We have a family morning meeting. The boy suggested it a few weeks ago. There are three standing questions:
- How do you feel?
- How are you feeling about your day?
- What do you want to get done today?
I struggle every morning trying to find a difference between my answers to #1 and #2, but I find a way to make it work. Yesterday, I got to explain optimistic.
More than any of it, I look forward to their answers. Happy is the most often shared feeling in the morning. It’s when we get to #3 that I get a sense of where their brains and priorities are. It bounces around. Sometimes, its seeing friends. Sometimes, it’s a specific friend. It could be as general as “get my work done” or as specific as “tell my teacher you beat the Spider-Man game”. (I did, and I’m equally proud.)

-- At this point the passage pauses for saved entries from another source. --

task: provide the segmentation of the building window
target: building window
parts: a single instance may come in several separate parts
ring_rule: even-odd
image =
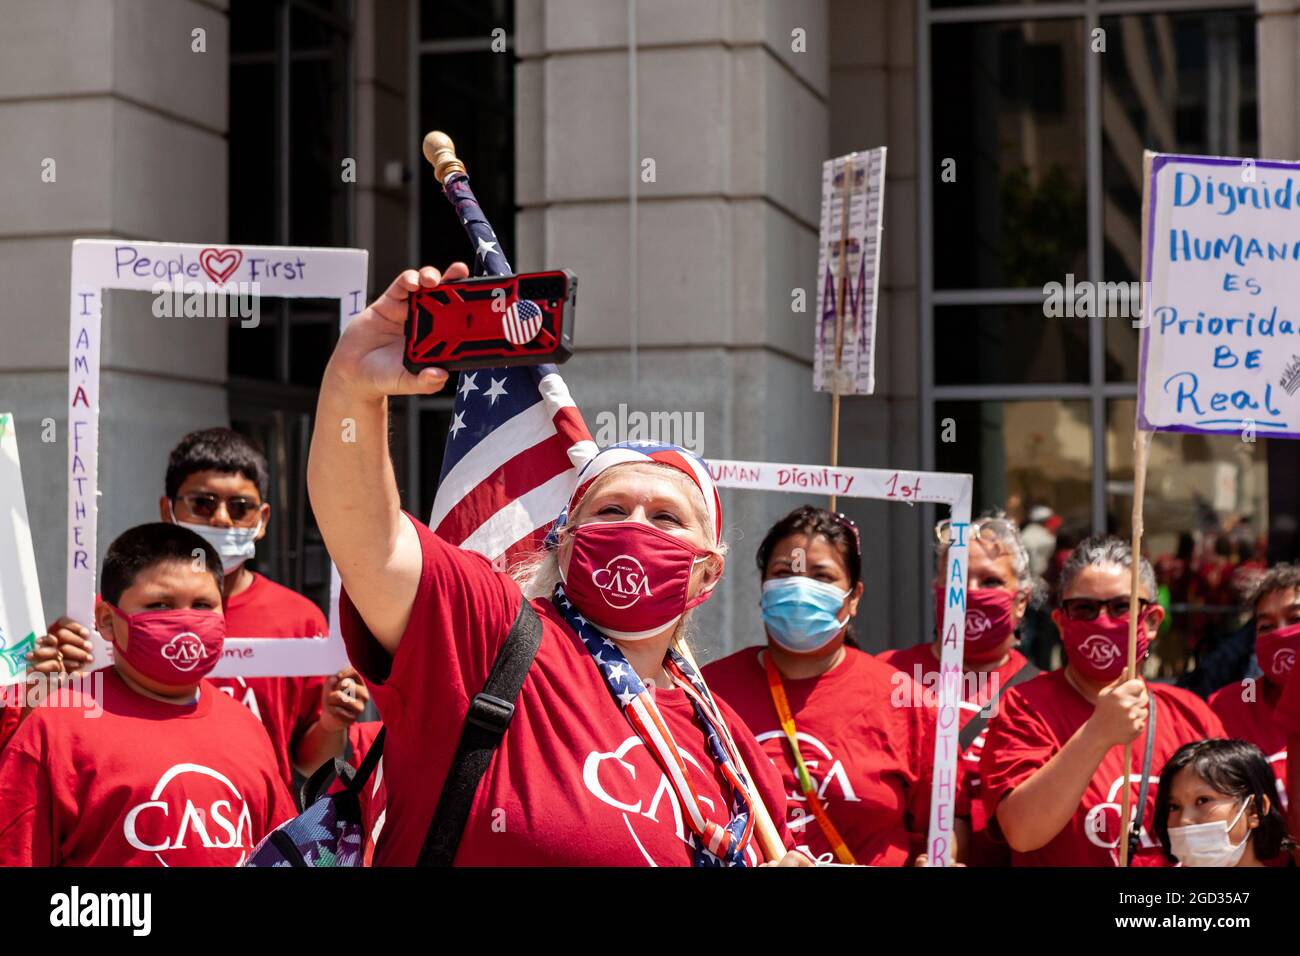
[[[419,221],[411,236],[412,262],[473,265],[472,249],[455,211],[443,198],[420,155],[424,134],[440,129],[456,142],[474,194],[491,221],[506,258],[515,247],[514,0],[411,0],[412,87],[418,90],[409,155]],[[494,50],[493,32],[499,34]],[[451,426],[455,382],[435,396],[394,403],[394,432],[405,436],[396,466],[408,510],[433,510],[442,452]]]
[[[1127,534],[1137,331],[1048,317],[1043,286],[1138,277],[1144,148],[1259,154],[1254,4],[919,11],[922,464],[973,474],[977,508],[1051,506],[1061,544]],[[1267,527],[1266,442],[1241,444],[1156,437],[1152,556]]]
[[[349,246],[351,0],[231,0],[230,241]],[[316,390],[338,338],[338,303],[263,298],[260,324],[230,322],[232,427],[271,470],[273,520],[258,565],[325,607],[329,558],[306,496]]]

My moments of self-control happen when their responses are vague. It’s all I can do not to ask for more detail to “get my work done.” I hold back because I know that will come. I hold back, and I model that detail in my own response. I know they are listening because we share our progress when I pick them up from school. “Did you write that thing you wanted to write and send the message to your friends at work?” (I did.)
They are playing with goal setting, and I want it to be just that. Our morning meetings are space for them to mess about with checking in on their own feelings in the moment and experiment with setting a course for the day. There are so many parts of their lives when I and other adults ask them to do it differently or better or again or never again. Our morning meetings are a place where I want them to know none of that will happen. It’s a space where whatever answer is the correct answer.
It’s also a space where I try not to say happy all the time. It’s a little tough, because I usually am. When it’s true, though, I’ll say I’m frustrated or anxious or any other more negative emotion. I do it, one, because it’s what I’m feeling, and, two, because I want them to see I or they can feel those things and the world will not end.
“I am feeling anxious because we got out the door late today, and I’m worried we won’t get to school today. I’m feeling hopeful that feeling will pass and the rest of my day will be better.” Something like that.
All of this has also been a little jarring for me. More accommodating than I’d like to admit, I’m much more likely to put my own emotions on the back burner so as not to get in others’ way. It’s a trait I’m actively working not to pass on to my kids. It’s also personal growth I’m trying to make transparent to them. Grown ups learn too.
I hope the other grown ups to whom I entrust them each day are making similar spaces for them. In between math and reading, I hope they have moments surrounded by peers and teachers where the community checks in with itself to see what it needs to support its members.
Mine aren’t the only kids hungry for these spaces. I’m not the only adult who needs to learn how to answer these questions honestly. I hope our schools and classrooms recognize the value and extent to which doing this work can make the academic work so much better.